Guards were stationed at intervals along each walkway to keep order, but Sorrel couldn’t imagine anyone here fighting back from the worn, beaten looks on people’s faces.
Raemah led her to the farthest cell on the right. Long platforms, with only two feet of space between them—just enough to crawl through—lined the walls. Each platform held at least 50 women which meant each cell was brimming with at least a hundred and fifty women. She had passed fourteen other cells before getting to this one so on this floor alone there were more than two-thousand women. With five floors on each side of the dormitory, Sorrel estimated there were more than 20,000 people in this camp. And Jorgen had said there were other camps. Were they as large?
Sorrel wished for just one moment she had some pen and paper and access to her raven. Did the queen know how many Kaels were being held captive?

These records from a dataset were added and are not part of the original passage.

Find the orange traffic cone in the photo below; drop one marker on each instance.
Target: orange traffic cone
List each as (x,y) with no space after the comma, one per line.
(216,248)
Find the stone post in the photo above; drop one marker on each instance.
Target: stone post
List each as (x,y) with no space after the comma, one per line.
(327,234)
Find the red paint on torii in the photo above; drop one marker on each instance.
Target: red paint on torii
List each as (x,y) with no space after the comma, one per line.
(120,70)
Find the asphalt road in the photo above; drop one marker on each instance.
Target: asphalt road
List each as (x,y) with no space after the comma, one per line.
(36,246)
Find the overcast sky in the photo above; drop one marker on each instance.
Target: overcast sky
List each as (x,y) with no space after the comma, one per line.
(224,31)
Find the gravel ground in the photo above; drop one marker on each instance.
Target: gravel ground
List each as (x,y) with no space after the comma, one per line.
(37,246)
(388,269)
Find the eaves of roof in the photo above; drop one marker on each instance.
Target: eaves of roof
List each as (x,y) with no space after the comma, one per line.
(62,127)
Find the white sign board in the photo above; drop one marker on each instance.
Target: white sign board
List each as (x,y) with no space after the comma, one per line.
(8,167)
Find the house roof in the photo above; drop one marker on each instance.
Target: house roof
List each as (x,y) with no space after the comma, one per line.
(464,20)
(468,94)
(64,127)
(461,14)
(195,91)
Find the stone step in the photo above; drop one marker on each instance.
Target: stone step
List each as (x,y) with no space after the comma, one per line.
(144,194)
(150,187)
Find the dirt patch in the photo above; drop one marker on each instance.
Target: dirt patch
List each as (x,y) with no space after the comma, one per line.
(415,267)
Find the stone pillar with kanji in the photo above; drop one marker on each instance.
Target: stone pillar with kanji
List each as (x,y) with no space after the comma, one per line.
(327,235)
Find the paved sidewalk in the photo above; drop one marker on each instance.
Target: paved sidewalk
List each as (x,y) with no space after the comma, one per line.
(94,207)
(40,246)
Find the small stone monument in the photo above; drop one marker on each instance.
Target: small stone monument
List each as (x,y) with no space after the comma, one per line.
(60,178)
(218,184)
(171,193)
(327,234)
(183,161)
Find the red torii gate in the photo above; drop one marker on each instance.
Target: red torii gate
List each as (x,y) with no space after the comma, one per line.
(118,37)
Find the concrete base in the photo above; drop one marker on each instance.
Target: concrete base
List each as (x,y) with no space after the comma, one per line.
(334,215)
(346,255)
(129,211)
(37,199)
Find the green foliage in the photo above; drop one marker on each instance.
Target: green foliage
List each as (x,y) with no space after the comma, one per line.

“Come with me,” Raemah said, grabbing Sorrel’s hand, and pulling her through the crowd of women. Raemah led her to the wooden ladder and climbed up to the second platform. Sorrel crossed on her hands and knees clinging to the wobbly structure. Raemah crawled along the wall to the farthest crook.
“Move,” Raemah said in a commanding voice to a woman. “I laid claim here the first night.”
The woman opened her mouth to argue, but another woman poked her side. “You heard the girl. Find another spot.”
Raemah narrowed her eyes and the woman shrank away, crawling back towards the middle of the platform, muttering under her breath. Raemah lay down and patted the narrow empty space beside her.
The other women took their place and lying down, falling asleep almost instantly from exhaustion and the lack of food.
Sorrel stretched out next to Raemah turning on her side, so the girl could spoon up next to her. She closed her eyes and her mind drifted. Just twenty-four hours ago, she was alone and lost in the darkness, unsure if she would ever see Jorgen and Raemah again. She said a silent prayer of thanks before her mind started to work on the problem of their escape. She couldn’t wait for the queen to come and rescue them, no matter what the guard had told her.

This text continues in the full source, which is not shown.